Attesa per gli esami
La prima diagnosi, trauma contusivo distorsivo alla caviglia sinistra. Adesso l’attesa per il responso degli esami strumentali che svolgerà oggi e che chiariranno soprattutto i tempi di recupero. Non si tratta di un problema muscolare, dunque, ma resta sospeso il suo destino. Il dolore, comunque, era forte. Neres, infatti, ha lasciato lo stadio in stampelle. E adesso Conte aspetta novità.
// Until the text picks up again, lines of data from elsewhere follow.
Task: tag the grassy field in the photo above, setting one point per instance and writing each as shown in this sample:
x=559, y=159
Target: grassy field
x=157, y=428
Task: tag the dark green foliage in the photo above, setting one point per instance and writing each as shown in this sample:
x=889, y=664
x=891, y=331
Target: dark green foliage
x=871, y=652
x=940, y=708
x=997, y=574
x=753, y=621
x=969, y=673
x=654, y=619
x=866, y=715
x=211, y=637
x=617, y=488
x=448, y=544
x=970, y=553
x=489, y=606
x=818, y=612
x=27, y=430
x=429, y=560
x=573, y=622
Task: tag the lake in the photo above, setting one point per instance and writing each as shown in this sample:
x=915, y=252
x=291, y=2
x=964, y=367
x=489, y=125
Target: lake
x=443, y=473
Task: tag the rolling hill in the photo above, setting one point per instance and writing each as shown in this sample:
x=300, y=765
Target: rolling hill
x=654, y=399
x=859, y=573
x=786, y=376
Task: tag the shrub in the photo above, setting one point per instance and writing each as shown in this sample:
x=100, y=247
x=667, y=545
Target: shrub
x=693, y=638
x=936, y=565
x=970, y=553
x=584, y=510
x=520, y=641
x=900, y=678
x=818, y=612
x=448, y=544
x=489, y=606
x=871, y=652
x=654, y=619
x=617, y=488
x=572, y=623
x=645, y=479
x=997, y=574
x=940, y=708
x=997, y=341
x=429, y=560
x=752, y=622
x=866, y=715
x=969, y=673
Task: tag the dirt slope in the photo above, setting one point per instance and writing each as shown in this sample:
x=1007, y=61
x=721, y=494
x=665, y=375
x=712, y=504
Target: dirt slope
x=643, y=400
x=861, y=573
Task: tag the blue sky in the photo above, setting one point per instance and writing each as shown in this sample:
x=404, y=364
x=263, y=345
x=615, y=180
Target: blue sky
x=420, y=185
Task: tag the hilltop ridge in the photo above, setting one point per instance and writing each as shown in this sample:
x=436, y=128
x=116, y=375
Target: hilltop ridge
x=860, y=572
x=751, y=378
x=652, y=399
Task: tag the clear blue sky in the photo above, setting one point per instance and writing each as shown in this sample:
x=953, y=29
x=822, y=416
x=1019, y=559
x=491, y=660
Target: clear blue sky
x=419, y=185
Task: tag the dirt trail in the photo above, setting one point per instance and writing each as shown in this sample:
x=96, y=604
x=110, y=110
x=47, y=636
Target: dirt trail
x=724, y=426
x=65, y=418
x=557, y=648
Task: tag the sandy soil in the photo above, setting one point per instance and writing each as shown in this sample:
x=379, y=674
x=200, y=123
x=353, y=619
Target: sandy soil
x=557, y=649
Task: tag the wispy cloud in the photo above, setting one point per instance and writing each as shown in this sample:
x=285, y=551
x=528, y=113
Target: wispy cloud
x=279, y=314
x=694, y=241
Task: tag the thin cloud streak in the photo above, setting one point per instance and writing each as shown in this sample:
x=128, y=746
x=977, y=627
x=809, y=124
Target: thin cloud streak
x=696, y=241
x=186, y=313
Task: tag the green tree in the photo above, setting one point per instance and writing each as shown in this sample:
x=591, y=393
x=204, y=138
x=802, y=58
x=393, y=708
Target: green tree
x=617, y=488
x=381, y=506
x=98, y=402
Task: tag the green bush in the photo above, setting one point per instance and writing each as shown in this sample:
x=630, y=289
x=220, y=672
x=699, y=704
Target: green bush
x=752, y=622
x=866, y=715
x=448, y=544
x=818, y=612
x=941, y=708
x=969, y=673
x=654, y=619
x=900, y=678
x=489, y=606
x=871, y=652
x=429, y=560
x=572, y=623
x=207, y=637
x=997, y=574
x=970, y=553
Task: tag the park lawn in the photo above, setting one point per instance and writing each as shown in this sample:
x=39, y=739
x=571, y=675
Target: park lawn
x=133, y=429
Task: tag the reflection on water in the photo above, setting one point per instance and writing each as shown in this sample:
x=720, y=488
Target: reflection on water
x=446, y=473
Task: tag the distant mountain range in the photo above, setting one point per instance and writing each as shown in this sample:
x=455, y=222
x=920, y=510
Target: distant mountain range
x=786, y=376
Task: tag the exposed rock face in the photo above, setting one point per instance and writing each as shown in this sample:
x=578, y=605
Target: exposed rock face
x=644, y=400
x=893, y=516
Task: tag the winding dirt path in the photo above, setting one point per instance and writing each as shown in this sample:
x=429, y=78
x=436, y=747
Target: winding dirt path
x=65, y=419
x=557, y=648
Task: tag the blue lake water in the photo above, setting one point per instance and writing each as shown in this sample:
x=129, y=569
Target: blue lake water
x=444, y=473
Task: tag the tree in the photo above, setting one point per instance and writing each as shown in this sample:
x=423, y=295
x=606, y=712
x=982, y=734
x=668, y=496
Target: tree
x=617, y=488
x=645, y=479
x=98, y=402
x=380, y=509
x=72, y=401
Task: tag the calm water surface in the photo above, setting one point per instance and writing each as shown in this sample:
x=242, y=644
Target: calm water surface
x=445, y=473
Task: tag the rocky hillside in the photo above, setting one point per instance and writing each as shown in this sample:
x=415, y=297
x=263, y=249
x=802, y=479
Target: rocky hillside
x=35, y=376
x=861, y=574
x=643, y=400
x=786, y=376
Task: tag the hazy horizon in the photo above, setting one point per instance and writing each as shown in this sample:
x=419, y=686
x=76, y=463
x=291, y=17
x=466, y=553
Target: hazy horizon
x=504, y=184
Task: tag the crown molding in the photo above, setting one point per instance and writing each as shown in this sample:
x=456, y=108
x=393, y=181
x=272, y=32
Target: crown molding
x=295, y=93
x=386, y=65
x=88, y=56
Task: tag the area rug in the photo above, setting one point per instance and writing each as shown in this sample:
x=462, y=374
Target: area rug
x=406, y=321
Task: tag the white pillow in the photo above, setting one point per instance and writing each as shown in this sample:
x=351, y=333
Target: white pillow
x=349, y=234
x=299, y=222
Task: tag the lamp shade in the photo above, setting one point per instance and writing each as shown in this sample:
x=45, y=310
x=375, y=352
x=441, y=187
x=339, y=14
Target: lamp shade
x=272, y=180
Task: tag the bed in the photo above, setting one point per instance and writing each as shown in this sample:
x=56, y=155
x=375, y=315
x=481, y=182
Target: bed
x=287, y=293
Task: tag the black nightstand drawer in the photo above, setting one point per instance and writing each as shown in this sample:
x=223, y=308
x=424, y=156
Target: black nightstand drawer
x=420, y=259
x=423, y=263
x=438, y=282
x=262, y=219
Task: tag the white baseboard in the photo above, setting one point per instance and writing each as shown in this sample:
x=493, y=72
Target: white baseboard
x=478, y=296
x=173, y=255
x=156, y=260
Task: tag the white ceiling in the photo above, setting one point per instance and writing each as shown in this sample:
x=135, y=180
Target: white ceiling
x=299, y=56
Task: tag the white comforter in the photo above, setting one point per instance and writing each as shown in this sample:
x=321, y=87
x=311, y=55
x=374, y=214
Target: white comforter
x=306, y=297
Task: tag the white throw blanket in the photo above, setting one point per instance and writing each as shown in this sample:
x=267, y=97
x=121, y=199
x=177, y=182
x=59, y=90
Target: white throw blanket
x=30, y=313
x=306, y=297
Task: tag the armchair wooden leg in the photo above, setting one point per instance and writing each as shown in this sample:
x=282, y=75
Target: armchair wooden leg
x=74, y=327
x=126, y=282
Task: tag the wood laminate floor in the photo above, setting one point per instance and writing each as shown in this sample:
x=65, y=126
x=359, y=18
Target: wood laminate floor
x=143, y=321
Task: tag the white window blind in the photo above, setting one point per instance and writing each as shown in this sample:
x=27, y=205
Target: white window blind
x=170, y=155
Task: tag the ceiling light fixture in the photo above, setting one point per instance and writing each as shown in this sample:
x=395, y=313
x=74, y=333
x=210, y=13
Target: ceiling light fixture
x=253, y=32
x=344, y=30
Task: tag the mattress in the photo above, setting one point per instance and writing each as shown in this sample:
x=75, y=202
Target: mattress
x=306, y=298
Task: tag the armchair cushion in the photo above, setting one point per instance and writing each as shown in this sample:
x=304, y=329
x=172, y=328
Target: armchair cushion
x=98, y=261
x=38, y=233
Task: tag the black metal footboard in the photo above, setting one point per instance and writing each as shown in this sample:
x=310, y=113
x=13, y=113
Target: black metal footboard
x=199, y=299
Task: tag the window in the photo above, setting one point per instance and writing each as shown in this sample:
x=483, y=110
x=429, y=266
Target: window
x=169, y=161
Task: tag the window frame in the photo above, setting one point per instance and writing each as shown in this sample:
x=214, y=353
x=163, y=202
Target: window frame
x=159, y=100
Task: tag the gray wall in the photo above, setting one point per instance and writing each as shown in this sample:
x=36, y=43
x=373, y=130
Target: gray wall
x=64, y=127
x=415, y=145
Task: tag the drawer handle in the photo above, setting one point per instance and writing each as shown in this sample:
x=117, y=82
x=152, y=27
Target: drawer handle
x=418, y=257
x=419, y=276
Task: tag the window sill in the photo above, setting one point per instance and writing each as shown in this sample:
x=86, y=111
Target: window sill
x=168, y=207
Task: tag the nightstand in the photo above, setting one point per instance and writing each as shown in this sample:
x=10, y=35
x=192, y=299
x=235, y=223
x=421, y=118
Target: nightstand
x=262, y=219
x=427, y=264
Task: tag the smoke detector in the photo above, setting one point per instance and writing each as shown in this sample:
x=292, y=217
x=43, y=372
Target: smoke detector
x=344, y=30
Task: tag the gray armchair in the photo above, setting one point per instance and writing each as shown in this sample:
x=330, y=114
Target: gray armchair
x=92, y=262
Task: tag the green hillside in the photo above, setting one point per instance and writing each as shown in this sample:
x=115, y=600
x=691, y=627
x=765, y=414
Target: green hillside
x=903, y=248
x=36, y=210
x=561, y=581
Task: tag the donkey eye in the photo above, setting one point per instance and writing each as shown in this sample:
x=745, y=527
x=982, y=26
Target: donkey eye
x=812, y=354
Lui, intanto, subito dopo la partita si è affidato ai social. Ha postato una semplice foto, una di quelle scattate durante la sua partita all’Olimpico. Non ci sono parole o frasi, è sospeso anche il significato ma è facile immaginare quanta amarezza ci sia stata per lo stop e per il cambio necessario con l’ingresso al suo posto di Mazzocchi.
Partita di spessore
Anche ieri, sulla destra, accanto a Hojlund o dando profondità alla squadra con i suoi sprint sulla fascia, Neres stava disputando l’ennesima partita di spessore dopo la sosta, dall’Atalanta in poi. Uno dei veri protagonisti della rinascita del Napoli con la svolta tattica e degli uomini. Neres era uno dei giocatori più in forma della squadra e proprio per questo motivo ora Conte, come ha spiegato ieri dopo la partita, si augura che possano arrivare notizie positive e che lo stop, dunque, possa essere breve. D’altronde alle porte, per il Napoli, c’è un periodo particolarmente affollato. Gennaio è un mese intenso, altre sette partite fino al 28 con tanto di scontro diretto a San Siro domenica contro l’Inter, si giocherà ogni tre giorni e saranno fondamentali le rotazioni. E i ricambi anche in attacco.
Neres indispensabile
Neres dalla sosta in poi aveva sempre giocato. Solo col Cagliari era partito dalla panchina subentrando nel finale. Poi, tra le sei di campionato, le due di Champions e le due sfide di Supercoppa, era sempre stato schierato titolare da Conte. Fiducia meritata con sei gol all’attivo e prove convincenti, una crescita evidente e un’intesa notevole con Hojlund. Neres era stato l’eroe di Riyadh con la rete al Milan e la doppietta al Bologna in finale, la seconda stagionale dopo quella all’Atalanta nella partita dove tutto ha avuto (di nuovo) inizio. Nel mezzo, anche il gol dell’Olimpico contro la Roma. Stavolta, però, la Capitale ha per lui sapore amaro. Lo stadio dove il 30 novembre aveva deciso la sfida contro la squadra di Gasperini diventa teatro della paura, la sua e dei compagni, oltre che di Conte. Per un istante fatale. Un problema alla caviglia sinistra che ora andrà valutato con gli esami strumentali. Con la stagione che corre: dopodomani l’Hellas, domenica l’Inter. Si inizia a far sul serio.